US20080184066A1

US20080184066A1 - Redundant system

Info

Publication number: US20080184066A1
Application number: US11/751,091
Authority: US
Inventors: Shih-Jen Chuang; Chang-Cheng Yap; Bo-Yuan Shih
Original assignee: RDC Semiconductor Co Ltd
Current assignee: RDC Semiconductor Co Ltd
Priority date: 2007-01-26
Filing date: 2007-05-21
Publication date: 2008-07-31
Also published as: TW200832128A

Abstract

A redundant system comprising at least two hosts is provided. The redundant system randomly selects one active host under normal operating conditions, and sets the other hosts on stand-by. The active host controls the other hosts and peripheral devices connecting thereto through buses.

Description

This application claims the benefit of priority based on Taiwan Patent Application No. 096103038 filed on Jan. 26, 2007.

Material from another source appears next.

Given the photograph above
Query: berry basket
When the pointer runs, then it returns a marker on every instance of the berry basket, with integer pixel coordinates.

CROSS-REFERENCES TO RELATED APPLICATIONS

Not applicable.

BACKGROUND OF THE INVENTION

1. Field of the Invention
The present invention relates to a redundant system. More particularly, the invention relates to a redundant system comprising at least two hosts, of which the redundant system randomly selects one host in a normal operation.
2. Descriptions of the Related Art
Every operational system has a risk of hardware failure. When the hardware failure occurs, commands and operations in the system cannot run smoothly and thus, impede proper functioning of the system. Therefore, a parallel-linked redundant system is provided for reducing the risk of hardware failure. When the operational system fails, the redundant system continues to execute the commands and operations.
Conventional redundant systems comprise a plurality of hosts simultaneously running all the commands and operations under normal conditions. A decision mechanism is responsible for maintaining the activity of the hosts. For example, when the functioning of the hosts are not identical, the decision mechanism decides which result is correct and renders control power to the host with the correct result for running the commands and operations. The failed hosts are then determined to be malfunctioning and cease to have control power.
The aforementioned redundant system generally comprises a hardware fault-tolerant system and software fault-tolerant system. The decision mechanism is configured to connect all the hosts to form the complex fault-tolerant systems. The redundant system is typically applied in fields that require high security and confidentiality, such as satellites, missile lunch systems, submarines, aircrafts, and space shuttles. Because of the expensive costs, these redundant systems cannot be used in common everyday appliances as a controlling instrument. Another kind of conventional redundant system comprises two hosts running the same commands and operations. For convenient explanation purposes, one of the two hosts is denoted as the primary host, while the other is denoted as the redundant host. Normally, the primary host and the redundant host simultaneously run the same commands and operations. Like the previously mentioned redundant system, a decision mechanism is responsible for the activity between the two hosts. The difference is that the decision mechanism in this system first renders the control power to the primary host. When the primary host fails, the decision mechanism then renders the control power over to the redundant host.
Because the aforementioned redundant systems need at least two hosts running simultaneously, the hardware cost is still high. When one host is removed from the redundant system, the entire system can no longer function. Thus, since conventional decision mechanisms and redundant systems have been designed to function as a whole system with its parts highly dependent of each other, it has been difficult to add or remove hardware from the redundant system without making the entire system useless.
Despite the complexity of designing a redundant system, it is still important to design a redundant system for use in general manufacturing facilities or control instruments with the ability of adding or removing hardware because of its useful application in situations such as hardware failures.

SUMMARY OF THE INVENTION

The primary objective of this invention is to provide a redundant system comprising at least two hosts and to randomly set one host active under a normal condition. The rest of the hosts of the redundant system are on stand-by and are referred to as “rest hosts” throughout this document. The active host can control the rest hosts and peripheral hardware thereof via bus.
To achieve the aforementioned objective, each host of the redundant system comprises a system-failure-logic module, a memory module, and a control module. The system-failure-logic module is connected to the other system-failure-logic modules of the rest hosts to ensure that the redundant system can set one active after start-up. The system-failure-logic module is also configured to determine the operation status of the host thereof and transfer the control power of the host according to the operation status. The memory module is configured to store the operation data of the host. The control module is configured to control the operation of the host.
The present invention is advantageous because it only needs one host to run at a time. The system can also randomly add or remove hosts when necessary.
The detailed technology and preferred embodiments implemented for the subject invention are described in the following paragraphs accompanying the appended drawings for people skilled in this field to well appreciate the features of the claimed invention.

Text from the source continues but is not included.